Friday Film Review | 'Marty Supreme'

A24

The film “Marty Supreme” is intense and frenzied – and is nominated for nine Academy Awards.

Watching “Marty Supreme” can be exhausting, or exhilarating, depending on your perspective. 

Timothée Chalamet plays Marty Mauser, a spectacular ping pong player with the chutzpah to believe he’s a star. Based on a quasi-true story, Marty is a working-class kid from the tenements of the Lower East Side, who dreams of winning the 1952 Table Tennis British Open. Getting himself to the tournament in London is more of a challenge than most of his matches, requiring hustles, schemes, and finagling. Wacky mishaps turn into giant disasters, many of Marty’s own making, and the barriers pile up as time runs out. 

Along for the wild ride is Rachel, played by Odessa A’zion, Marty’s close childhood friend. They shtup in the shoe store where he works, and she proves to be almost as much of a think-on-your-feet hustler as Marty. Gwyneth Paltrow plays Kay, a coolly beautiful, one-time movie star, whose husband has a business proposition for the young ping pong wunderkind. Kay and Marty’s improbable affair is a bid for access to power and money in his case, for access to youthful ambition in hers. 

Other terrific cast members include Fran Drescher, Sandra Bernhard, Tyler the Creator, and Abel Ferrara. Stuffed with characters and set pieces, “Marty Supreme” has moments of shocking violence, like a bathtub crashing through a ceiling, and indelible images, like the thousands of orange ping pong balls cascading out of an upper story apartment building window. 
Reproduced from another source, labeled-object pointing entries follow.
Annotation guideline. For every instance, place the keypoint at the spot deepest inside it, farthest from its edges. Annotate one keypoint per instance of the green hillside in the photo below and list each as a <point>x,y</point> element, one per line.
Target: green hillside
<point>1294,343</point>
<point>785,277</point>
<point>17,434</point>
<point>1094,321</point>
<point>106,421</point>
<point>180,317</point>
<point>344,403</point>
Directed by Josh Safdie (whose partnership with brother Ben produced cultural touchstones like “Uncut Gems”), “Marty Supreme” explores the complexity of post-war Jewish-American life. Marty has opted out of the model minority route but still grasps for his piece of the American Dream. Safdie claims for Marty resilience and pride, rather than leaning into stereotypical post-war depictions of Jewish victimhood. Marty’s bravado goes in quite the opposite direction, making Holocaust jokes as he confronts antisemitism. This theme provides a depth that would otherwise be missing from a film whose frantic pace doesn’t quite mask its emptiness. 

“Marty Supreme” was nominated for 9 Academy Awards, including best film, best director, and of course, best actor. Timothée Chalamet delivers a larger-than-life performance of a relentlessly narcissistic character. He’s already won a Golden Globe and a Critics Choice award. Whether he’ll win an Oscar and complete the trifecta is something the betting markets have odds on, placing his chances at about 75%. 

You can tune in to the Academy Awards on Saturday, March 15th to see if he wins – and in the meantime, you can head to Park City Film February 20th to 22nd to see “Marty Supreme.” The film runs 2 hours and 29 minutes.